Charles Ferdinand Ramuz

Vie de Samuel Belet

Suisse   1913

Genre de texte
Roman

Contexte
Le récit se trouve dans le chapitre II de la deuxième partie du roman, qui compte trois parties.

À dix-huit ans, l’orphelin Samuel Belet tombe amoureux de Mélanie. Les deux jeunes gens se fréquentent jusqu’à ce que Mélanie ne vienne plus à leurs rendez-vous. Samuel quitte son emploi et apprend que Mélanie s’est mariée. Il part en exil pour sept ans. Au cours de son périple, il rencontre un charpentier nommé Duborgel avec qui il se lie d’amitié. Tous les deux sont en route pour Paris quand Samuel fait ce rêve dans une auberge alors qu’il est malade.

Texte témoin
Paris, Gallimard, 1950, p. 138-140.




Rêve de dédoublement

Il visite sa tombe

Tout de suite une grande fièvre m’avait pris, avec du délire et des rêves, un entre autres dont je me souviens encore aujourd’hui.

Mélanie était revenue. Je marchais à côté d’elle ; nous suivions un petit sentier qui s’en allait à travers champs. Elle portait passée à son bras une couronne de perles. Je regardais cette couronne ; il y avait écrit dessus : « A mon ancien fiancé. » Je lui demandai :

– A qui portes-tu cette couronne ?

Elle me regarda d’un air étonné :

– Mais elle est pour toi, naturellement !

C’était le temps de la chasse ; tout près de nous, un chasseur tire un coup de fusil ; un lièvre qui était blotti derrière un buisson prend la fuite ; on voyait son petit cul blanc se lever dans l’herbe encore haute.

Mais moi, je ne pensais qu’à elle, et je lui dis de nouveau :

– Comment se fait-il que cette couronne me soit destinée, puisque je suis vivant?

Elle me répond :

– Pour moi, tu es mort.

Je voulus parler, je ne pus rien dire. Je passai la main sur mon front, il était couvert de sueur. Soudain, je ne sais comment, nous nous trouvons devant un cimetière. Il était un peu au-dessus de nous, avec une petite pente qui aboutissait à la grille. On pousse la grille, elle était rouillée. Mélanie entra la première.

Il y avait une colonne de marbre, avec du lierre, et un entourage de fer ; je lis mon nom sur la colonne : Samuel Belet. Il y avait aussi la date de ma naissance : 1840, mais je n’arrivais pas à distinguer celle de ma mort.

Cependant Mélanie s’était avancée et avait appuyé la couronne contre le socle. Un nuage noir passait dans le ciel.
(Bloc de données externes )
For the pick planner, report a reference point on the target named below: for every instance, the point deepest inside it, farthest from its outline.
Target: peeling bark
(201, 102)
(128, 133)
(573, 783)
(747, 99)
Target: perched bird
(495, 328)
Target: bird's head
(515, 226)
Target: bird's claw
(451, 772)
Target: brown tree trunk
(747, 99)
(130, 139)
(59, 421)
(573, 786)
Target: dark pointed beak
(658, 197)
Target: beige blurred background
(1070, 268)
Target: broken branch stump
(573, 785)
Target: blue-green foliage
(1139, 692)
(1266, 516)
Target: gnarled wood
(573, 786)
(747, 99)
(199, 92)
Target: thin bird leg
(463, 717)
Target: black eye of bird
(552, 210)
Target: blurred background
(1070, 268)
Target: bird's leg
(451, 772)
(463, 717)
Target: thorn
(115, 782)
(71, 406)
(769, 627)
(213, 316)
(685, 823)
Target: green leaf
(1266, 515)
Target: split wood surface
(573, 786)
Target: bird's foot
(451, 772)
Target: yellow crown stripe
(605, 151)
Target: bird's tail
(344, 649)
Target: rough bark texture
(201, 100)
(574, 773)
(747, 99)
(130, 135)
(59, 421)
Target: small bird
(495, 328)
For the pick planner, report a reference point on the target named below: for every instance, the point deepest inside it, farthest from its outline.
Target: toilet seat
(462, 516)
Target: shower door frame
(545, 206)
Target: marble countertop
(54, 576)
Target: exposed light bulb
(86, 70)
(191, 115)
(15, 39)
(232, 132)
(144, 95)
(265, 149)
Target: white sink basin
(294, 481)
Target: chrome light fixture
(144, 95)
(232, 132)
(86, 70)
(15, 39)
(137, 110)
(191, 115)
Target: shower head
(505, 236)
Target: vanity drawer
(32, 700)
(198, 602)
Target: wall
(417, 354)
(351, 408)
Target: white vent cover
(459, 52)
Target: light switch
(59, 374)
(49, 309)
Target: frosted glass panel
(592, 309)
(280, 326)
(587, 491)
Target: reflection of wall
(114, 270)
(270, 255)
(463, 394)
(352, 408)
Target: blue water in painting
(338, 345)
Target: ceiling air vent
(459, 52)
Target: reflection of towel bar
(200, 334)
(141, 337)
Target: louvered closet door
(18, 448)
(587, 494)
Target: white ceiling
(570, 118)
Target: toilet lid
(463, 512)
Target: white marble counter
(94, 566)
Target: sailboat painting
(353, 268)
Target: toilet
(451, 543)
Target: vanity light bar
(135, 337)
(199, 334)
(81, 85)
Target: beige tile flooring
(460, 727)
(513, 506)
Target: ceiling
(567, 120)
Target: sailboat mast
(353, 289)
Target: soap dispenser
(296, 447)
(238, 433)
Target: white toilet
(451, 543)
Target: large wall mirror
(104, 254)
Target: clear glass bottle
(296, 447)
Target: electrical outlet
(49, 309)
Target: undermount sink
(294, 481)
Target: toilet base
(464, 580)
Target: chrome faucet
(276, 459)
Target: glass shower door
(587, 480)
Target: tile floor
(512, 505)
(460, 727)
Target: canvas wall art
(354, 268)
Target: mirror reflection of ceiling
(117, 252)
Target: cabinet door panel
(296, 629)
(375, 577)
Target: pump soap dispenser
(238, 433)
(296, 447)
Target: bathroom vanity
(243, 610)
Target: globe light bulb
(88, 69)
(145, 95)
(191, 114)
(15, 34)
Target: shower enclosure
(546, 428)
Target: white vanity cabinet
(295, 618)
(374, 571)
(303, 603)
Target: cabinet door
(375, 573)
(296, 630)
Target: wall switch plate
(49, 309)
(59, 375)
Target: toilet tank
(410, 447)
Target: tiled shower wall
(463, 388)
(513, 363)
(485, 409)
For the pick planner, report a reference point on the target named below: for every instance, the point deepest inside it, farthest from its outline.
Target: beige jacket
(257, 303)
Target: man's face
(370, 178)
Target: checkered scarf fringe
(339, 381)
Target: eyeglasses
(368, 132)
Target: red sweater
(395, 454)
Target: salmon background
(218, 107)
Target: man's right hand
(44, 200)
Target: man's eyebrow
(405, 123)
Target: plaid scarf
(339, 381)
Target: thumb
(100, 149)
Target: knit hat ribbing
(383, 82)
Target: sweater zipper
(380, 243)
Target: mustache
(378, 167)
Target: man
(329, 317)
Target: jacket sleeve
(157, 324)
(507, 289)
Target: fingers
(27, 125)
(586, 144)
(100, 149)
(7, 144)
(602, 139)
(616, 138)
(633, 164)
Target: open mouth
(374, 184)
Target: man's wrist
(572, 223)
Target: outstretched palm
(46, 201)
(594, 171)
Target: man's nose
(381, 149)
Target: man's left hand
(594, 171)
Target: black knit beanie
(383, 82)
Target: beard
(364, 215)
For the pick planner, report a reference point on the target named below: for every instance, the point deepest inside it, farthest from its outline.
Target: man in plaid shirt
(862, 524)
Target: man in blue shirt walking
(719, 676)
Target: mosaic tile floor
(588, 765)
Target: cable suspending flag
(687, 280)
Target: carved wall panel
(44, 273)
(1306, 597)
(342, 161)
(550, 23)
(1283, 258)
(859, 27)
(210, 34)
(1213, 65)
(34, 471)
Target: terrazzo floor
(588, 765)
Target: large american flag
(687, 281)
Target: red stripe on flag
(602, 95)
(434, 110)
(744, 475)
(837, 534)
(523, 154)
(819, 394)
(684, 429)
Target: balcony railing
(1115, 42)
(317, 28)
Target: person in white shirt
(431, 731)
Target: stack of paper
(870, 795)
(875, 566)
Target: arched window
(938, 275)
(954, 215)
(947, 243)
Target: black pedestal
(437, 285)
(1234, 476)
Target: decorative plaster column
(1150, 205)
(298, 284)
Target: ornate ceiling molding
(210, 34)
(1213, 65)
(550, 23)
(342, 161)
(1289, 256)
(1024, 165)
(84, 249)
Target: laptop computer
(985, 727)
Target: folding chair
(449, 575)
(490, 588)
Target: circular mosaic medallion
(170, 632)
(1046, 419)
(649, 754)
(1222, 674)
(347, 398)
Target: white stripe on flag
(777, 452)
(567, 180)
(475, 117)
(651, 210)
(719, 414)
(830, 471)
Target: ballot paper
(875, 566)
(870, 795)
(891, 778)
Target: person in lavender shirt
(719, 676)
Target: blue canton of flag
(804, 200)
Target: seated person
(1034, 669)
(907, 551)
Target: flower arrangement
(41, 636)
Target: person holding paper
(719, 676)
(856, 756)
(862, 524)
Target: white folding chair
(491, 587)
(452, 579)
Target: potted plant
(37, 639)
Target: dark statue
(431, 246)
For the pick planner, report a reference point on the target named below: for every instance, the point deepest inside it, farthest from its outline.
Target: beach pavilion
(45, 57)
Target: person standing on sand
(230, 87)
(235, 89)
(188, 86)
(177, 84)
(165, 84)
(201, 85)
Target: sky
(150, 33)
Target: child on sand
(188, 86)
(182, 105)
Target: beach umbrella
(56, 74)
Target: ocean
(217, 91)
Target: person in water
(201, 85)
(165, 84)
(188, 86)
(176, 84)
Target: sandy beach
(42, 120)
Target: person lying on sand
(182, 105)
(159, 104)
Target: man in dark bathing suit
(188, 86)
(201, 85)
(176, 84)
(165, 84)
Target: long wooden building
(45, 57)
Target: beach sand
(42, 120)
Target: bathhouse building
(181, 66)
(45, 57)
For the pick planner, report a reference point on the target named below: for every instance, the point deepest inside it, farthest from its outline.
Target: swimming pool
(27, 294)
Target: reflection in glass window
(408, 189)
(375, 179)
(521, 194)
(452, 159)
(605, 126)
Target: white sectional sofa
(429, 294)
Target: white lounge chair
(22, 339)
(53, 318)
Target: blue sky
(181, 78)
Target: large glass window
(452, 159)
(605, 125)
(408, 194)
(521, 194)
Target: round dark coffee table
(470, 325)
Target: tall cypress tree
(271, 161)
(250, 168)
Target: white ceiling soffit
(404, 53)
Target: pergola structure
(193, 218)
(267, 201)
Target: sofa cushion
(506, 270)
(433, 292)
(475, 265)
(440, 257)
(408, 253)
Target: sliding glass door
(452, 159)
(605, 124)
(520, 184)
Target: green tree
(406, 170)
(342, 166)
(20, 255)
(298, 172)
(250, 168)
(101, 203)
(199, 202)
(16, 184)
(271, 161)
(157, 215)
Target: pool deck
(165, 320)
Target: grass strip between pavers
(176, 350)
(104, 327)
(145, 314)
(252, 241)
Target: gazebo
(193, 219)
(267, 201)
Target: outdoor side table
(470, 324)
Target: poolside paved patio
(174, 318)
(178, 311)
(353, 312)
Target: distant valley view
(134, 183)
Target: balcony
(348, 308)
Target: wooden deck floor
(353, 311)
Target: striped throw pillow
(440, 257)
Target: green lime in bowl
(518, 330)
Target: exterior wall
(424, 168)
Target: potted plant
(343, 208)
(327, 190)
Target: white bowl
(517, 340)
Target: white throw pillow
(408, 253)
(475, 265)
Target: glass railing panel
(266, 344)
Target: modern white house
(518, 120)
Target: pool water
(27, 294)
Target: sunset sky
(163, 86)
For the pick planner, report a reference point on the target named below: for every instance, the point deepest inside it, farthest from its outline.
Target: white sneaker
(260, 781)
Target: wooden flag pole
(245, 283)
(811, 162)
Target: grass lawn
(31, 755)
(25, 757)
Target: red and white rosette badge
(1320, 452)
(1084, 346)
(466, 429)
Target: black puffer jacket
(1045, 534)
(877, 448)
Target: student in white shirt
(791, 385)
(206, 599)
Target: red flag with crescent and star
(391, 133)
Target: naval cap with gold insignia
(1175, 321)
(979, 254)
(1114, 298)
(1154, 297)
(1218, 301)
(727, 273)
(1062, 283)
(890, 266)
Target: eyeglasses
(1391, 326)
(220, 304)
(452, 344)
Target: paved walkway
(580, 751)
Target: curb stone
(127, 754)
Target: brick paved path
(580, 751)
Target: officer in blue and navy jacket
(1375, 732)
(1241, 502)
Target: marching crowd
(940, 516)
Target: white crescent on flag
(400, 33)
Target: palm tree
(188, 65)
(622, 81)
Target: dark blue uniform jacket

Puis le vent se mit à souffler et les branches d’un saule pleureur qu’il y avait tout près de là se tenaient droites en l’air. Mélanie était toujours debout devant moi, la tombe nous séparait. Et anxieusement je me demandais : « Es-tu vraiment mort? Tu n’es pas mort puisque tu peux bouger, tu n’es pas mort, puisque tu parles. » Mais, une terrible angoisse me serrait le cÅ“ur. Et m’adressant à Mélanie : « Mélanie, écoute, je j’aime[sic] ; dis que je ne suis pas mort. » Elle se mit à rire, elle me répondit : « Je t’assure que tu es mort. » En même temps elle reculait, elle reprit : « Essaie seulement de me courir après. » Je fis un grand effort, mais c’était comme si mes pieds avaient pris racine en terre. Je voulus alors lui tendre les bras ; mes bras à leur tour ne m’obéissaient plus. Elle riait plus fort, continuant de s’éloigner. Je voulus du moins l’appeler ; je n’avais plus de voix ; cette même raideur qui était dans mes membres occupait maintenant jusqu’au dedans de mes organes.

Je voyais que j’étais bien mort, mais en même temps je gardais les yeux levés ; j’aperçus une dernière fois Mélanie entre les arbres. Elle ouvrit la grille, elle s’en allait.

Alors une espèce de convulsion s’empare de moi, tout mon corps se tord, mes os craquent, je tends tous mes muscles à la fois; cette espèce de coque dure, dans laquelle j’étais pris, éclate ; et la voix me revient en même temps que mes mouvements :

– Mélanie ! Mélanie !

Je criais de toutes mes forces. Une voix me répond :

– Belet, c’est moi !

Brusquement je rouvre les yeux, et, comme entre des lambeaux de brouillard qui étaient mon rêve qui s’en allait, j’aperçois une chambre, avec des rideaux sales et une table à laquelle il manquait un pied.